February 26, 2011 3:00 AM | Tim W.
[Mike Rose talks to Markus 'Notch' Persson about the future of hit online indie title Minecraft, as he explains why achievements are in his plans, and how sales went up after a price rise.]
I had a chance to visit Mojang headquarters in Stockholm, Sweden last week, and along the way, sat down with Markus Persson, known online as Notch, about the future of his surprise indie smash Minecraft.
The open-world 'sandbox' title, which started as a one-man project, has ended up selling 1.4 million copies to date at anywhere between 10 euros ($13.75) and 15 euros ($20.60), and this has allowed Mojang to hire people and expand its vision for the blocky hit.
By way of introduction, Persson told me that he's really excited about the mods being created by the community for Minecraft, which runs in a browser as well as as downloadable PC, Mac, and Linux versions.
In fact, the Swedish native hope that one day the Minecraft modding scene will be as popular as Half Life 2 mods, and that people will approach him in the future with ideas for commercial mods for Minecraft.
Ideas for mods? Persson himself would like to work on a Capture the Flag-style game set in the Minecraft world, and said that it would be "the best idea ever" to build on the game's retro-style framework, citing Team Fortress Classic as an angle he'd like to approach the idea from.
Along the way, I also had a chance to ask Persson a number of additional questions about the smash title, which is nominated for awards in both the Independent Games Festival and Game Developers Choice Awards at this year's Game Developers Conference, which kicks off in San Francisco next week:
Will you ever host your own servers [to play Minecraft collaboratively with others]? Right now third parties host their own servers.
MP: We might. I mean, if we controlled the servers, then we could give out badges and things like that.
So you're thinking of adding achievements?
Yeah, I like achievements. I know a lot of people don't, but I like them. I've had the idea to make achievements kind of like the in-game questing. So you'd be able to see the first achievement in a tree of achievements, and you have to unlock the top ones first before you can unlock the ones further down.
So the first one might be to chop down a tree, or kill a chicken, and then these branch into more things you can do. Hopefully it would encourage people to try new areas.
So what would happen when you finish an achievement tree?
Well, it could converge into a big task, like kill a dragon or something, which would put a kind of narrative into the achievement tree.
Are you worried that when you put a tutorial or narrative into the game, then it will make new players think 'this is the way I'm meant to play the game', rather than finding their own playing style as happens now?
Yeah definitely. I'd want these achievements to feel like things that you can try, rather than these are things you have to do. People can follow them, but only if they want to.
How has the game has changed since the popularity boost, and what we can expect from Minecraft in the future?
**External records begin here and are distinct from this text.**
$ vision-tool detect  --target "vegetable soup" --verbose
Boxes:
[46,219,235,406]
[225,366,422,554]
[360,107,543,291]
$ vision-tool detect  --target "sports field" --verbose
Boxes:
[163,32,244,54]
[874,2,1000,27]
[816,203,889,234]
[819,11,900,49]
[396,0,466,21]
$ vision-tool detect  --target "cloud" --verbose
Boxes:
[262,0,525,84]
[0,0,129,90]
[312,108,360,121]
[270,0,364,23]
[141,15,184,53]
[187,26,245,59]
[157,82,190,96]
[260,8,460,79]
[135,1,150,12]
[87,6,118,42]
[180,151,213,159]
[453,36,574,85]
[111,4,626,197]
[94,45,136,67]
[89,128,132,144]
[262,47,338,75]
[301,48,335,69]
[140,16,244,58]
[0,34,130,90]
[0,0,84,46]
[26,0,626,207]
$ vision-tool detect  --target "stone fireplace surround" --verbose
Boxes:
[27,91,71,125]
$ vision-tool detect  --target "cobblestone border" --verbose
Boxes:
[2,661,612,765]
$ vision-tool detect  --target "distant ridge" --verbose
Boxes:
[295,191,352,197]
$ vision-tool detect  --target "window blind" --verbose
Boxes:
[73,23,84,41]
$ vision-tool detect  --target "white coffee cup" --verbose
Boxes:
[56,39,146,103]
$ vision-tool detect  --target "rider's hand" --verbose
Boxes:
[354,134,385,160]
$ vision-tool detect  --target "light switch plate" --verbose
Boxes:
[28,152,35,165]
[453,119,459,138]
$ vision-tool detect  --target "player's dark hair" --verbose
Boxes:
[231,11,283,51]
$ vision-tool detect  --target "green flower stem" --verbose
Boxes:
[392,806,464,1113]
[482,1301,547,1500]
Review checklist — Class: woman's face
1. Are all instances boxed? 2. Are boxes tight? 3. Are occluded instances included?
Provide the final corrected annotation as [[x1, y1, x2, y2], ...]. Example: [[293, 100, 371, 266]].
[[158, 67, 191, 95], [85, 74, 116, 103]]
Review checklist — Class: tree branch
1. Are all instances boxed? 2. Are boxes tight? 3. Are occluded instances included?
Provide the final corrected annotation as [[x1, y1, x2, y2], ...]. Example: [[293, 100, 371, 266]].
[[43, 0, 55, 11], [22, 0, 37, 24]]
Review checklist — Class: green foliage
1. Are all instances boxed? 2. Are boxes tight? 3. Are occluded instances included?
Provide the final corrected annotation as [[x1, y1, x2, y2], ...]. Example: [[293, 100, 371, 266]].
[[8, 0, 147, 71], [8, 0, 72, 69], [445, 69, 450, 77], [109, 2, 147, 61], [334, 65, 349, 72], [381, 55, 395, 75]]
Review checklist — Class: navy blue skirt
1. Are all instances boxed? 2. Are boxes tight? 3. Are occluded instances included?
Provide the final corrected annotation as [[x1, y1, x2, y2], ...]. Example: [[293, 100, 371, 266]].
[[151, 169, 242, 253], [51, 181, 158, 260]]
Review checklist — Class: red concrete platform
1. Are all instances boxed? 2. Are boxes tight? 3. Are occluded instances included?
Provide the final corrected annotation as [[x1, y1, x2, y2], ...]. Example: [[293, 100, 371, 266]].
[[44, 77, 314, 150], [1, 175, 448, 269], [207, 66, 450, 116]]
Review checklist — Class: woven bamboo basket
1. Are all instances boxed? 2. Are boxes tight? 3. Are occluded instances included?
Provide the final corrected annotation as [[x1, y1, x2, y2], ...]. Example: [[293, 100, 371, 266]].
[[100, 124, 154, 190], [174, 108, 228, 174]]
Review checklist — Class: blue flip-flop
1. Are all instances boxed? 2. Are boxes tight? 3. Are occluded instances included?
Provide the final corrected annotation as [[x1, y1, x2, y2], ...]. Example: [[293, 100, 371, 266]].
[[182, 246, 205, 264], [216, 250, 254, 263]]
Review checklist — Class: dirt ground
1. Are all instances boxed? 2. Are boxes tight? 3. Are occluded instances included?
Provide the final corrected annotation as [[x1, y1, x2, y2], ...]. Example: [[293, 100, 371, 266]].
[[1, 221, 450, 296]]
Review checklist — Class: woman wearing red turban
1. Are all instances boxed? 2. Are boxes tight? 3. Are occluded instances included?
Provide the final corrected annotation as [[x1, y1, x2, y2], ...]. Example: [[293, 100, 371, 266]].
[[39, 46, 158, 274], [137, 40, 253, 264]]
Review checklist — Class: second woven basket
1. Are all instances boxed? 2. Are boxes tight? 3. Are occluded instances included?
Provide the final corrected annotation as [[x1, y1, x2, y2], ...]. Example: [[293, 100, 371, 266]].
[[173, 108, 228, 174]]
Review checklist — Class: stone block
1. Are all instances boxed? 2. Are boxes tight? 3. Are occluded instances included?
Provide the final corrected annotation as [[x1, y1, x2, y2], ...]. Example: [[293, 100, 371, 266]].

We thought that when we moved the price up from 10 to 15 euros, we thought sales would decline by a third. But it was like the opposite -- it went up from four to five thousand sales a day to ten thousand sales a day. It kind of went against everything that I'd be told by other developers.
Do you think there will be a point where you'll think "I'm done, I don't want to do anymore"?
I think so. I'm surprised it didn't happen a long time ago. I suspect I'll eventually get bored of it at some point, but then I'll just hire other people to work on it.
Will Minecraft become a franchise?
I want to work on other games, but I think it would make sense to turn Minecraft into a franchise. I think it's important that there should be a point to any future Minecraft games. So if we make an Xbox version, there should be a point to it being on Xbox.
You've mentioned bringing in outside support for user inquiries/community management in the past. Is there going to happen anytime soon?
Yeah, we've just hired someone actually who starts soon. The most crucial thing is that people who have paid money for the game get the support they need, if for example they need a refund or something.
But do you miss being able to talk to the community intimately?
Yeah, I kinda do. As the community grows, some channels close for me. So like with IRC, I can't go on there anymore because I immediately get like ten messages. I think the way I use Twitter now kind of works. It gives me an average of what people are currently thinking.
I also like the forums -- if there's a really popular topic and lots of people are discussing it. For suggestions, I try not to read them too often, because they can kill my inspiration. But I still read the popular threads.